This Jupyter notebook is meant to introduce core Python ideas and the mechanisms of working with Jupyter notebooks.

Everything you see in a Jupyter notebook is contained in a notebook cell. There are a few main types of cells:

* **Code cells** These are cells that contain Python code.
* **Output cells** These are cells that contain any output that a Python code cell produces.
* **Text/Markdown cells** These are cells that contain text, formatted in Markdown notation. These can be used to explain the code, or for you to take notes.

Below is a code cell:

In [1]:
x = 10
y = 11

# Lines that start with hash marks are comments and are ignored by Python.

# Add x + y
z = x + y

# Print the sum
print(z)

21


The 21 above is the output of the code, which in this case is just the output of the print statement.

You can make more meaningful print statements as well

In [2]:
print("The sum is = " + str(z))

The sum is = 21


Here, the `+` sign means concatenate two strings together: the string `"The sum is = "` and the string representation of the number `z`: `str(z)`. Without the `str` around `z`, you would get an error:

In [3]:
print("The sum is = " + z)

TypeError: can only concatenate str (not "int") to str

**It is important that you learn how to read an error message.** The easiest thing you can do is just read the bottom of the output, as this usually has the most immediate cause of the error. In this case, Python is telling us we cannot concatenate a string to anything other than a string.

You can also concatenate several strings together

In [5]:
print("The sum of " + str(x) + " and " + str(y) + " = " + str(z))

The sum of 10 and 11 = 21


That's a bit long. You can use formatted strings and Pythons `%` string operator to shorten this a bit.

In [6]:
print("The sum of %d and %d = %d"%(x, y, z))

The sum of 10 and 11 = 21


Here `%d` is a placeholder for a whole number. See here for a detailed description of how to use `%` to format strings:
* https://realpython.com/python-input-output/#the-string-modulo-operator

Other operations you can do with numbers:

In [7]:
# Add
print(x + y)

# Subtract
print(x - y)

# Multiply
print(x * y)

# Divide
print(x / y)

# Exponentiate
print(x**y)

21
-1
110
0.9090909090909091
100000000000


# Other data types
---

Besides numbers and strings, you can work with other types of lists and dictionaries.

## Dictionaries

A dictionary lets you store values by key:

In [8]:
my_dict = {
    'fname': 'Kris',
    'lname': 'Reyes',
    'email': 'kreyes3@buffalo.edu'
}

your_name = my_dict['fname']
print(your_name)

Kris


Here, we create a dictionary with 3 entries.
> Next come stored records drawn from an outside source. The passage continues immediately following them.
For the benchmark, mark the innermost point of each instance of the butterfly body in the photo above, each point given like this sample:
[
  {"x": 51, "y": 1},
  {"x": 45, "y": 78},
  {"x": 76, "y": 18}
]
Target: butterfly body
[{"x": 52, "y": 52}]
For example, the first entry has key `fname` and value `Kris`. We then access the dictionary using square brackets and a key: `my_dict['fname']`, which results in `Kris`.

You can have empty dictionaries, add to an existing dictionary, and the dictionaries don't have to have the same types of values.

In [9]:
# Create an empty dictionary
my_class = {}

# Add some entries to the dictionary

# add a string value
my_class['title'] = 'Multivariate Statistics for Materials Informatics'

# add a number value
my_class['number'] = 504

# add a dictionary value
my_class['prof']  = my_dict


# you can print dictionaries
print(my_class)

{'title': 'Multivariate Statistics for Materials Informatics', 'number': 504, 'prof': {'fname': 'Kris', 'lname': 'Reyes', 'email': 'kreyes3@buffalo.edu'}}


The printed out dictionary isn't nice to look at. We can "prettify" it, but we need another module called `pprint`, which we'll have to **import**. (Documentation: https://docs.python.org/3/library/pprint.html)

In [10]:
import pprint

Once a module is imported in a Jupyter notebook, you can use it in any cell. Even cells above.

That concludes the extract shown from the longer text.